How can the computer chip predict the future of gene synthesis? Researchers say developments in computer chips could shed light on the future of synthetic biology

How can the computer chip predict the future of gene synthesis?  Researchers say developments in computer chips could shed light on the future of synthetic biology

The creation of synthetic life could be easily within reach soon based on a comparison with the evolution of computer chips.

Computer programming and gene synthesis seem to have little in common. But according to Andrew Steckl, a professor at the University of Cincinnati, a leading researcher from Ohio, technological advances in the former make him optimistic about the possibility of manufacturing genes at scale.

Steckl and his student, Joseph Riolo, used the development history of microchips and large-scale computing software platforms as a predictive model to understand another complex system, synthetic biology. Steckl said the project was inspired by feedback from another student in his group, Eliot Gomez.

“No analogy is perfect. DNA doesn’t meet certain definitions of digital code,” Riolo said, “but there are many ways in which the genome and software code are comparable.”

According to the UC study, synthetic biology has the potential to be “the next epochal human technological advancement after microelectronics and the Internet.” Its applications are limitless, from the creation of new biofuels to the development of new medical treatments.

Scientists at the J. Craig Venter Institute created the first synthetic organism in 2010 when they transplanted an artificial Mycoplasma mycoides genome into another bacterial cell. This relatively simple artificial genome took 15 years to develop at a cost of over $40 million.

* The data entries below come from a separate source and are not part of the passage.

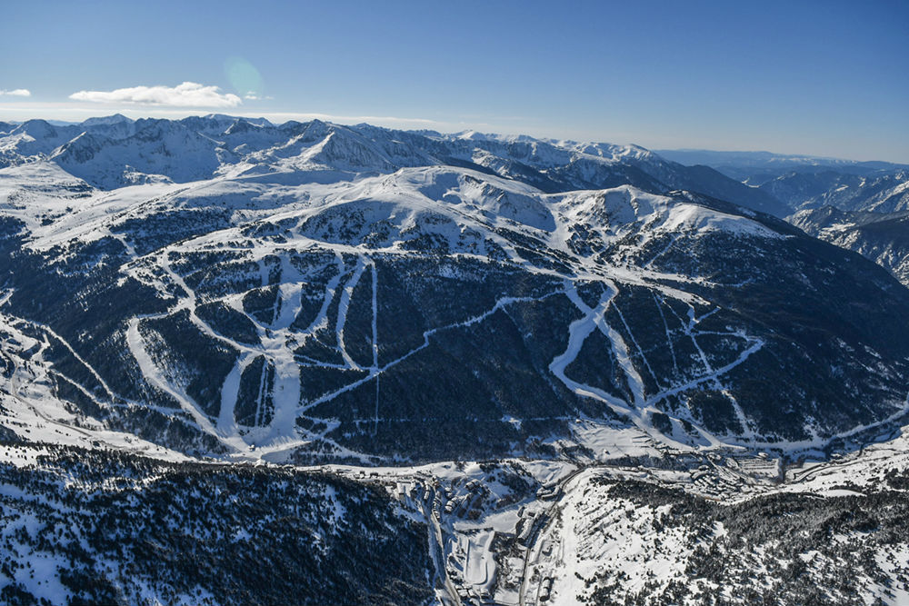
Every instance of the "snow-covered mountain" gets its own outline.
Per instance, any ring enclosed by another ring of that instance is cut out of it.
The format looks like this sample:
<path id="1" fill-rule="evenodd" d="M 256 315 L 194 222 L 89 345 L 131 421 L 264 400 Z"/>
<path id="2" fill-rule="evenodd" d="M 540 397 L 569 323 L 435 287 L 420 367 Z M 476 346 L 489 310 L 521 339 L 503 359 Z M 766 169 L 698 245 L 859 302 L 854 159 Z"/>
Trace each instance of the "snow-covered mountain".
<path id="1" fill-rule="evenodd" d="M 909 291 L 756 211 L 762 194 L 715 171 L 634 146 L 222 115 L 32 121 L 11 133 L 0 137 L 0 442 L 8 461 L 26 462 L 5 468 L 19 518 L 44 499 L 48 524 L 75 512 L 110 541 L 155 524 L 145 496 L 95 502 L 98 472 L 73 462 L 85 452 L 123 494 L 185 485 L 195 501 L 168 507 L 201 508 L 215 530 L 255 535 L 247 527 L 263 516 L 267 539 L 237 539 L 257 549 L 304 537 L 294 549 L 318 557 L 303 578 L 336 574 L 302 601 L 425 601 L 435 591 L 445 603 L 597 602 L 615 583 L 655 601 L 681 583 L 678 566 L 721 558 L 694 553 L 688 538 L 711 529 L 690 516 L 668 523 L 667 507 L 696 505 L 721 523 L 717 537 L 750 537 L 732 522 L 740 510 L 707 502 L 763 495 L 741 511 L 774 511 L 779 498 L 767 495 L 787 465 L 864 456 L 909 412 Z M 191 472 L 177 465 L 187 461 Z M 262 468 L 247 475 L 250 462 Z M 301 505 L 210 495 L 251 485 Z M 648 501 L 653 485 L 669 492 Z M 632 513 L 598 517 L 607 502 Z M 355 503 L 400 544 L 348 516 Z M 846 508 L 827 504 L 817 511 Z M 99 508 L 135 525 L 98 519 Z M 186 515 L 181 524 L 195 523 Z M 652 571 L 653 586 L 605 573 L 634 549 L 596 546 L 604 531 L 652 541 L 641 524 L 681 541 L 661 548 L 675 563 Z M 900 528 L 891 517 L 878 527 Z M 200 555 L 175 559 L 181 570 L 244 552 L 223 550 L 215 530 L 186 531 Z M 57 557 L 21 534 L 7 561 Z M 115 558 L 89 536 L 55 539 L 65 549 L 53 591 L 29 581 L 34 565 L 3 572 L 15 581 L 4 587 L 26 601 L 104 601 L 63 581 Z M 157 529 L 121 557 L 183 553 L 181 536 Z M 431 561 L 370 569 L 345 598 L 335 589 L 355 574 L 351 545 L 363 537 L 363 557 L 399 549 Z M 817 578 L 829 581 L 835 550 L 812 537 Z M 743 567 L 765 566 L 727 543 L 715 544 Z M 898 552 L 874 550 L 862 553 Z M 286 559 L 267 561 L 293 575 Z M 868 587 L 883 566 L 862 577 Z M 105 574 L 125 601 L 280 601 L 229 589 L 242 575 L 195 571 L 205 582 L 194 585 Z M 707 578 L 747 585 L 737 572 Z M 793 587 L 780 589 L 783 603 L 799 603 Z"/>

But using computer chip development as a guide, Steckl said we can infer that the speed and cost of producing similar synthetic life could follow a similar trajectory as the performance and cost of electronics in the world. over time.

The article highlights the comparison and similarities between biological and digital coding languages ​​in terms of alphabet, words and sentences. However, the authors point out that the coding of DNA – the combinations of adenine, guanine, thymine and cytosine that make up a genome – only tells part of the complex story of genes and omits things like epigenetics.

“There are all sorts of caveats, but we need a zero-order comparison to start down this road,” said Steckl, a distinguished research professor who holds joint positions in electrical engineering, engineering biomedical and materials engineering at UC’s College of Engineering and Applied. Science.

“Can we compare the complexity of programming a fighter jet or a Mars rover to the complexity associated with creating the genome of a bacterium? Steckl asked. “Are they of the same order or are they significantly more complicated?

“Either biological organisms are much more complicated and represent the most complicated ‘programming’ that has ever been done – so there is no way to duplicate it artificially – or maybe they are of the same order as the creating the coding for an F-35 fighter jet or a luxury car, then maybe it’s possible.”

Moore’s Law is a predictive model for the advancement of computer chips. Named for computer scientist Gordon Moore, co-founder of Intel, it suggests that advances in technology are enabling exponential growth of transistors on a single computer chip.

And 55 years after Moore penned his theory, we still see it at work in three-dimensional microchips, even though the advances offer lesser performance and power reduction benefits than earlier advances.

Since 2010, according to the study, the price of gene editing and genome synthesis has fallen by about half every two years, as Moore’s Law suggests.

“This would mean that synthesizing an artificial human genome could cost around $1 million, and simpler applications like a custom bacterium could be synthesized for as little as $4,000,” the authors said in the study.

“This combination of surmountable complexity and moderate cost justifies the academic craze for synthetic biology and will continue to inspire interest in the rules of life,” the study concludes.

Similarly, Steckl said bioengineering could become an integral part of virtually every industry and science in the same way that computer science has grown from a niche discipline to an essential component of most science.

“I see a correlation between how computing has evolved as a discipline. Now you see heavy computing in all scientific disciplines,” Steckl said. “I see something similar happening in the world of biology and bioengineering. Biology is everywhere. It will be interesting to see how these things evolve.”

Steckl and Riolo agree that the ability to create artificial life does not necessarily carry the moral burden or authority to do so.

“It’s not something to be taken lightly,” Steckl said. “It’s not as simple as we should be doing it because we can do it. You also have to consider the philosophical or even religious implications.”